No. That didn’t make sense, thought Adele. Smugglers always got paid up front. They disappeared as soon as a deal was completed—often before. This wasn’t money to pay for the journey. It was money to pay someone back for the journey. That sort of borrowing only comes from two places: family and loan sharks. If Marcela was coming to her, then it wasn’t to pay back family—unless family was the reason she was in this mess in the first place.
“Marcela, did your father borrow money from someone that he couldn’t pay back?”
“Please, se?ora. There is nothing you can ask that will help me. It will only cause more trouble.”
“Have you spoken to the police?”
“After what they just did to my father?”
Adele had a sudden panicked thought: was it possible that Marcela had no idea Vega was the man who shot her father? Adele didn’t want to be the one to tell her. She didn’t want to leave something like that unspoken, either.
“Marcela,” she began slowly. “You do know—that is—the police officer who confronted your father—” Adele still had a hard time saying “shot” or “killed.”
“I know about el detective, se?ora. I know what he did.”
Marcela held Adele’s gaze. Her eyes were hard. She had always been timid before this but anger had sharpened her resolve. “Now you understand how hard this is for me to come to you. But you are my only hope. I need to repay this money my father borrowed, or this man—he will kill my daughter.”
“How did he contact you? By phone? The police can run a trace.”
“They will never find him,” said Marcela. “These sorts of people, they have a way . . .” Her voice died in her throat.
“Maybe in Honduras, that’s true,” said Adele. “But this man is probably here. In the United States. I’m sure the police—”
“Can do nothing!” Marcela shook her head. “It doesn’t matter if he’s in Honduras or Lake Holly or anywhere in between. If he loaned my father money, then he has the power to make my family pay. You cannot fight a man like that. You can only pay him or worse things will happen.”

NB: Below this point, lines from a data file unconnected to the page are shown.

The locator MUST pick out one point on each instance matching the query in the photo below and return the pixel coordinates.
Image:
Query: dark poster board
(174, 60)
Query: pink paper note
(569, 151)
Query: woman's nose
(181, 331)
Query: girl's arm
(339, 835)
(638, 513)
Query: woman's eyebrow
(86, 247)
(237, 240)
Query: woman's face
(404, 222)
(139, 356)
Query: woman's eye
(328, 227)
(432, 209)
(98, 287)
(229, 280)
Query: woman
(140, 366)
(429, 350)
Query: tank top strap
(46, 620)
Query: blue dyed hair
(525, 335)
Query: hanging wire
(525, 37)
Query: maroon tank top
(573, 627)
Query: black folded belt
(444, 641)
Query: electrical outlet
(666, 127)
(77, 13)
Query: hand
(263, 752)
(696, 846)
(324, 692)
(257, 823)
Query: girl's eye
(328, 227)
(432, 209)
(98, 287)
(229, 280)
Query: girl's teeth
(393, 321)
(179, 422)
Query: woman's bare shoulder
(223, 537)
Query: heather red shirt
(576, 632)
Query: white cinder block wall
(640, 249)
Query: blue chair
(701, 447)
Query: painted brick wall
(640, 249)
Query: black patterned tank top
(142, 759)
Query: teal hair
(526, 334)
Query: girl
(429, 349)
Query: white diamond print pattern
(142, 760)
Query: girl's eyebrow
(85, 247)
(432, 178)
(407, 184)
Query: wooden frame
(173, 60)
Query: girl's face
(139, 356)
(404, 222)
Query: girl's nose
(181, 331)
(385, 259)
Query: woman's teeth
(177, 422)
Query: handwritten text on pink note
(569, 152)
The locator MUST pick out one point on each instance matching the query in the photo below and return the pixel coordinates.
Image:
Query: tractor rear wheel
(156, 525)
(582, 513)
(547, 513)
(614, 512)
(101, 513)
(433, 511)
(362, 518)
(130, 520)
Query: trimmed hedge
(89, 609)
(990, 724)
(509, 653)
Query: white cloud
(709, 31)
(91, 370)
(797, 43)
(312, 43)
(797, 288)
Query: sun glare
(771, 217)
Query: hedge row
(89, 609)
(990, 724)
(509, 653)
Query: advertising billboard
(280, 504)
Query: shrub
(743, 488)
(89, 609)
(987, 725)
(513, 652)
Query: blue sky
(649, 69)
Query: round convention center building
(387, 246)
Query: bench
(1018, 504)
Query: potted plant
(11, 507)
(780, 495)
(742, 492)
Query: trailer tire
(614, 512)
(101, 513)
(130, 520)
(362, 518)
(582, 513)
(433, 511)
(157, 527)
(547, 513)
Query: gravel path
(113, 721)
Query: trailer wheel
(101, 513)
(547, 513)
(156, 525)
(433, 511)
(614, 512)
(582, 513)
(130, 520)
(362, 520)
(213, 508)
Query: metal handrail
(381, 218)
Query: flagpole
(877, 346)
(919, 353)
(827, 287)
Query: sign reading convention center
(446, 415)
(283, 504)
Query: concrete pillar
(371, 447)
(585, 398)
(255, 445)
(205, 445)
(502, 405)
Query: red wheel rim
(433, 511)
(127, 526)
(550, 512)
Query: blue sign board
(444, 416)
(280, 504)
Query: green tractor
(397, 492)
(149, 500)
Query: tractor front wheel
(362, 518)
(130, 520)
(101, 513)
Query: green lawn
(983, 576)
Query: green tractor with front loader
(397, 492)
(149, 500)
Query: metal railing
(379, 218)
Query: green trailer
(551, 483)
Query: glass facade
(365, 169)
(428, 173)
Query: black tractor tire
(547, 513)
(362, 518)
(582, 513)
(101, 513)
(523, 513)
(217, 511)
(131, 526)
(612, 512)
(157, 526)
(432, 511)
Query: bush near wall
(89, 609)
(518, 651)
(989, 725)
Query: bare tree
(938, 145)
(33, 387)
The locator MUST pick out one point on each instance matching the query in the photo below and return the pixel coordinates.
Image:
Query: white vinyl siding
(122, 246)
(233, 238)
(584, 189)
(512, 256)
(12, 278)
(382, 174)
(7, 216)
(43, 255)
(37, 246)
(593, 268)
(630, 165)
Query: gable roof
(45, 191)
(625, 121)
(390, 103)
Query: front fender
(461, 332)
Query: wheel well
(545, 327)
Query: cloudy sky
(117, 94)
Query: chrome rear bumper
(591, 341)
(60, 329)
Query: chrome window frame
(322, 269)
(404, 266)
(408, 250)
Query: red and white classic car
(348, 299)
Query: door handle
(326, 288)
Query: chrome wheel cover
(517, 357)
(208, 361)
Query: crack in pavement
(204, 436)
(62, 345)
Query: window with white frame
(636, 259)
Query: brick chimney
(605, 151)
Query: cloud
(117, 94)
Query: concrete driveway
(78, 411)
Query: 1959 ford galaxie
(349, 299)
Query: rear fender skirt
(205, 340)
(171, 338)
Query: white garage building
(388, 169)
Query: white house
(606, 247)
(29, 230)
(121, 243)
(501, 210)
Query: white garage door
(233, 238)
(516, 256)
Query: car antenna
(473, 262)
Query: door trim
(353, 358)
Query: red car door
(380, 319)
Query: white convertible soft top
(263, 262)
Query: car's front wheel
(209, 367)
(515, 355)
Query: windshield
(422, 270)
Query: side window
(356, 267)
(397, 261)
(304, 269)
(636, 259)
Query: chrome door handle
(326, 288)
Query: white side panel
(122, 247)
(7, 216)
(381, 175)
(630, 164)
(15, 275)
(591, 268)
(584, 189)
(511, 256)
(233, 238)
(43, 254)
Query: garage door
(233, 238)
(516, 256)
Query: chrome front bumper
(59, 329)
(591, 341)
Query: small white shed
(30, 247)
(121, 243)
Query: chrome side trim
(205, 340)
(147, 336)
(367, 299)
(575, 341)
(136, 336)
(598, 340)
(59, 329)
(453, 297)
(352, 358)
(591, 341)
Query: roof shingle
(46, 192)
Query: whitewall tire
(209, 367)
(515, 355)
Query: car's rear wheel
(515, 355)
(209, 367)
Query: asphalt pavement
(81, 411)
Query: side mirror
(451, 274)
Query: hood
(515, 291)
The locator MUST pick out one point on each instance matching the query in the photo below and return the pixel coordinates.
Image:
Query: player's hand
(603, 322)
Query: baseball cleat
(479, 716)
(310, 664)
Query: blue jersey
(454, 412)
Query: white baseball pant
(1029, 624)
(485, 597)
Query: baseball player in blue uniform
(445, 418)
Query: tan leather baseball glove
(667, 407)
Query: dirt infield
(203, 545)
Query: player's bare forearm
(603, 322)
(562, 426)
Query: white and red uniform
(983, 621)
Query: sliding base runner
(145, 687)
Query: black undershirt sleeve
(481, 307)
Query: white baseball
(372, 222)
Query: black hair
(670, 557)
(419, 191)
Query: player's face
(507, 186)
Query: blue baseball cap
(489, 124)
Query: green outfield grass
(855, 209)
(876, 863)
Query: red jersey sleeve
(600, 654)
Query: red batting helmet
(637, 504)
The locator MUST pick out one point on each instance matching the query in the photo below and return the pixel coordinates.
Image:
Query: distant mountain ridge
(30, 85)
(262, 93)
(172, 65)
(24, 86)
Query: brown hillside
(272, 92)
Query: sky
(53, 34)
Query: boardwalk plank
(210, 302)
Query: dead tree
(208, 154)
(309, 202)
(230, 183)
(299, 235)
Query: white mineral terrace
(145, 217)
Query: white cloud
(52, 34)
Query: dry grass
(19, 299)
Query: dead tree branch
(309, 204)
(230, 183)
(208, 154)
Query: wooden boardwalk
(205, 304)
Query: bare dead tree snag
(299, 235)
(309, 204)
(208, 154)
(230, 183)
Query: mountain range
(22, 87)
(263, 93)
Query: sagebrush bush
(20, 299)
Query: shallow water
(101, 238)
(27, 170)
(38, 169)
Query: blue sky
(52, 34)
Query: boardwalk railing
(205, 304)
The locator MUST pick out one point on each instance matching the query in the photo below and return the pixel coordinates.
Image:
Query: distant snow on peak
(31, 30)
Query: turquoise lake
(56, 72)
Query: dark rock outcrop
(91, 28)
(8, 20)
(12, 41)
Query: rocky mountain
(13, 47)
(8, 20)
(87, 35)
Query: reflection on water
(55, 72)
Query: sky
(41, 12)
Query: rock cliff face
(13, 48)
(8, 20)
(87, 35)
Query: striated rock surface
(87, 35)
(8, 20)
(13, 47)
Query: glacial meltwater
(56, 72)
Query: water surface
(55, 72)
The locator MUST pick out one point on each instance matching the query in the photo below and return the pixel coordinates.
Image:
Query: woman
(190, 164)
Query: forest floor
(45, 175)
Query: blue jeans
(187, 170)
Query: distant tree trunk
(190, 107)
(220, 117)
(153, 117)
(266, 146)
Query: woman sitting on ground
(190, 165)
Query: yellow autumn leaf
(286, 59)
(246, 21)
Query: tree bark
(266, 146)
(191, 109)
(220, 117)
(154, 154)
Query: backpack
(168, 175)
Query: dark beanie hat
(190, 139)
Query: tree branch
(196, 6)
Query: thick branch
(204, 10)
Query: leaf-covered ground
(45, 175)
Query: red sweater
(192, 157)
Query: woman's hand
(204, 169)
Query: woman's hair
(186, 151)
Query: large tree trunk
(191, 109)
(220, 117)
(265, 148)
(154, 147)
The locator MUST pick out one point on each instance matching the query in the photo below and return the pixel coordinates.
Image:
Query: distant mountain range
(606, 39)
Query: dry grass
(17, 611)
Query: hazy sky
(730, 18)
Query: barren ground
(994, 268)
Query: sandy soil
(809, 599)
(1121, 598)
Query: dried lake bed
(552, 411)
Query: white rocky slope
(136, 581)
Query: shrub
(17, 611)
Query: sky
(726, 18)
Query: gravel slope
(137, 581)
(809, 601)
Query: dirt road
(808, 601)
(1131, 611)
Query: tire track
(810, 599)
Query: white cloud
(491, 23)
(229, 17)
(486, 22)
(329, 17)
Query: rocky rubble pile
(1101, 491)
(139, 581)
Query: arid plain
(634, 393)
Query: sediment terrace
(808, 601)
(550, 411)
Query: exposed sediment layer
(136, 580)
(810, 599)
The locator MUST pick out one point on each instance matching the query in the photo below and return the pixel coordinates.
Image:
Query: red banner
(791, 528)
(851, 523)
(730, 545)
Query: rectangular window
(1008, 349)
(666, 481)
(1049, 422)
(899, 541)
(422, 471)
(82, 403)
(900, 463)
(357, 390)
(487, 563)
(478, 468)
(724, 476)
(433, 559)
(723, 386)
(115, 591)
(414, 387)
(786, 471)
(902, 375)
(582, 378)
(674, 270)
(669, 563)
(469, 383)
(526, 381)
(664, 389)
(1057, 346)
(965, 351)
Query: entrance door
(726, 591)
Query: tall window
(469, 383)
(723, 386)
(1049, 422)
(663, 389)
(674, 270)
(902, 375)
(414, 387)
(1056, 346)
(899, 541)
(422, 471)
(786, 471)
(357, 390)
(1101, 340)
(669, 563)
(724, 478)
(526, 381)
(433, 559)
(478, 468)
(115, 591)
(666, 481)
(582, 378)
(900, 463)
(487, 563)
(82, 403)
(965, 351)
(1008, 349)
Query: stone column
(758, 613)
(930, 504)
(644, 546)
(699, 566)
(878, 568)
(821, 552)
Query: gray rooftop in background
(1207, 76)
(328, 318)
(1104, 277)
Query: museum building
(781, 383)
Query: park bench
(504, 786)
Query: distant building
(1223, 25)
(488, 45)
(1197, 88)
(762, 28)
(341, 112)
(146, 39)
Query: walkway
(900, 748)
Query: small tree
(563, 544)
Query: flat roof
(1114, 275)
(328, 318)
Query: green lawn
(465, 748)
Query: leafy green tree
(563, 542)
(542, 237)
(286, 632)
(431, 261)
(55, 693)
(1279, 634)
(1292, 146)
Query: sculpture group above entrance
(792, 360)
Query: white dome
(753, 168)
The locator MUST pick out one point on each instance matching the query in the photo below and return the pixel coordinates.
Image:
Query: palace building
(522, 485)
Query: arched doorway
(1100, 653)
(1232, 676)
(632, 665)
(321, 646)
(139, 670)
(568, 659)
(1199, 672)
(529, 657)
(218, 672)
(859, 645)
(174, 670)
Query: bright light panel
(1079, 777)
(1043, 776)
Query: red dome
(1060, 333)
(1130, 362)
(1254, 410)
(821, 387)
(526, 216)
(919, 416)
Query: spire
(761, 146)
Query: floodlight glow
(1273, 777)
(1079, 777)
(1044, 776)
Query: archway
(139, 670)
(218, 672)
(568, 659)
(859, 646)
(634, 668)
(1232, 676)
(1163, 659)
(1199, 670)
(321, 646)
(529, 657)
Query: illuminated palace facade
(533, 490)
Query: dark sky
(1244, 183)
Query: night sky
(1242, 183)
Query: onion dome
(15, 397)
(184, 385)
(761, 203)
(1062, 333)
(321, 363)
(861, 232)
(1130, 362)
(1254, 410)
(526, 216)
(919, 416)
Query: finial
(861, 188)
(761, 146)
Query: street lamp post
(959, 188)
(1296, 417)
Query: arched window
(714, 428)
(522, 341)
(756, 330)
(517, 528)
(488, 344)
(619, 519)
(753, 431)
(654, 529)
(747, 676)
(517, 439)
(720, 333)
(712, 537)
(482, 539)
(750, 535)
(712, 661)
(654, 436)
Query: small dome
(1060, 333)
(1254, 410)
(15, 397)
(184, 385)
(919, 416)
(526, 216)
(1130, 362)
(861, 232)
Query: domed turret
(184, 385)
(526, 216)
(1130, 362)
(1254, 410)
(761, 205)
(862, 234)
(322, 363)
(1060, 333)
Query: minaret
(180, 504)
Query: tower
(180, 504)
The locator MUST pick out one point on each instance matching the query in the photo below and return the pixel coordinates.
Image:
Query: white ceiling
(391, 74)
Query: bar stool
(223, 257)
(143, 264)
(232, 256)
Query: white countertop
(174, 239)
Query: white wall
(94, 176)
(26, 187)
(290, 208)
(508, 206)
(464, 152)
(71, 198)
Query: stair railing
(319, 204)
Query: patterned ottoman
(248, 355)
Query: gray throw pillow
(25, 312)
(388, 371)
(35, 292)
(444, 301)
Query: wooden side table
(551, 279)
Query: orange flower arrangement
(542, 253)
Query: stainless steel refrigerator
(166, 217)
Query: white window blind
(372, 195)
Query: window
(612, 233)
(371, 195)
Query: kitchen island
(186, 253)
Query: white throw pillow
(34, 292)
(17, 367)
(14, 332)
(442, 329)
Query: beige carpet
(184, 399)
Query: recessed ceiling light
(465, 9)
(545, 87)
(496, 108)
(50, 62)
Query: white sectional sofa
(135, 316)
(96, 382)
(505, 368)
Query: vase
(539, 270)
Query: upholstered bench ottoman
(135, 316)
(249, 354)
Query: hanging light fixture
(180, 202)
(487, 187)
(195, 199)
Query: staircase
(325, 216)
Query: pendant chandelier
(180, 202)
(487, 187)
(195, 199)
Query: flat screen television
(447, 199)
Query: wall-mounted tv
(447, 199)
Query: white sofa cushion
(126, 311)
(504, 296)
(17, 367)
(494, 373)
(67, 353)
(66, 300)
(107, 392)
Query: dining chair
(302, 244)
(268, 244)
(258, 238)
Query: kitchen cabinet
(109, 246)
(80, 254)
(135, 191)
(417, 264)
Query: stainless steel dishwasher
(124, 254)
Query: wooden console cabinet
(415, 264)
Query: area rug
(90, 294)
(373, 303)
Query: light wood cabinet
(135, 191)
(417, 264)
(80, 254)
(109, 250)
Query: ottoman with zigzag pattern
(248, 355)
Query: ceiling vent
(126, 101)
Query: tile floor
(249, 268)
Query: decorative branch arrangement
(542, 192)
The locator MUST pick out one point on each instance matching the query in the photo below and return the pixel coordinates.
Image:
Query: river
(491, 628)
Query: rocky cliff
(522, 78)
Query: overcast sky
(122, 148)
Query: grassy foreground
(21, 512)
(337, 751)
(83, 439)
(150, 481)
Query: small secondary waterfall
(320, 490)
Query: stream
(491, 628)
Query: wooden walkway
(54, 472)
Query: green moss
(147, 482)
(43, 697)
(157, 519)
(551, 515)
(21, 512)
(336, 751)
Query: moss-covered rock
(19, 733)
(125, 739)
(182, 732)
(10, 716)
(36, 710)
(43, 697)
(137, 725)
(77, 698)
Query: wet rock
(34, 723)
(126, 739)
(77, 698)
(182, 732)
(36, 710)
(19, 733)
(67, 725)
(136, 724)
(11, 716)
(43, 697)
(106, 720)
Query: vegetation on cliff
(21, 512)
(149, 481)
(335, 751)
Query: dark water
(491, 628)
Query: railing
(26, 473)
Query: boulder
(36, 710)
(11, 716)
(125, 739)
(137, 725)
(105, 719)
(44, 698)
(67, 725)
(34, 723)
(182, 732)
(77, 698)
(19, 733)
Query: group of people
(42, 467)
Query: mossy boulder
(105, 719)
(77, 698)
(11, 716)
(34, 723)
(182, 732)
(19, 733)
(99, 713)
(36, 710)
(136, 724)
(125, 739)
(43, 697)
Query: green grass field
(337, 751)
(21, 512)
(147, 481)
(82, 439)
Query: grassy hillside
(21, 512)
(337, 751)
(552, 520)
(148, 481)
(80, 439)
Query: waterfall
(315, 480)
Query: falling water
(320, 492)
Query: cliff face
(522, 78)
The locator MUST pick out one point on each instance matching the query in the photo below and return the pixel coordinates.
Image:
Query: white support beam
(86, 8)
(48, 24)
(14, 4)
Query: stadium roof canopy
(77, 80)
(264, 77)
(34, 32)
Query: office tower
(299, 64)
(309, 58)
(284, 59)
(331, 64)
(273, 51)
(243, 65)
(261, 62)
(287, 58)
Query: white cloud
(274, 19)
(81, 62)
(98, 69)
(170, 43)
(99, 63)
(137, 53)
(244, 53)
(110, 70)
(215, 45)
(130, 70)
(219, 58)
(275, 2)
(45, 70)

Adele got up from her chair and paced the kitchen floor. “Marcela—you’re not seriously asking me to give you eight thousand dollars, are you? I don’t have that sort of cash just lying around. I’m a single working mother.”
“But you have important friends and donors. They do.”
“Do you realize what you’re asking? You’re asking me to approach law-abiding citizens and prominent people in the community and ask them to contribute funds to pay off some gangster to aid in the smuggling of an undocumented—”
“But she’s already here in Lake Holly. You aren’t smuggling her anywhere.”
“As far as the United States government is concerned, I’m engaged in facilitating the funding of an illegal enterprise involving the transport of an undocumented minor. That’s a felony, Marcela. It doesn’t matter whether I stick her in my car and drive her over the border or pay off someone who already got her here.”
“But you’d only be doing it to help me. Not for profit.”
“Which means I’d get five years in prison, not ten. That’s the only difference.”
“You could say you gave me money to go to school. You had no idea what I was using it for.”
“That would be a lie. Under oath, that would be perjury. I could be disbarred as a lawyer. I could go to jail and lose custody of my own daughter. Not to mention the fact that I’d be drummed out of La Casa and the entire immigrant services community for asking such a thing of others. There are people in this country who already believe that the humanitarian work we do should be illegal. How would it look if I do something that really is?”
“But I wouldn’t tell anyone. Please, se?ora. She’s my daughter. And this man—he will kill her if he doesn’t get his money. He gave me a week. A week! I have no other way to raise eight thousand dollars in a week.”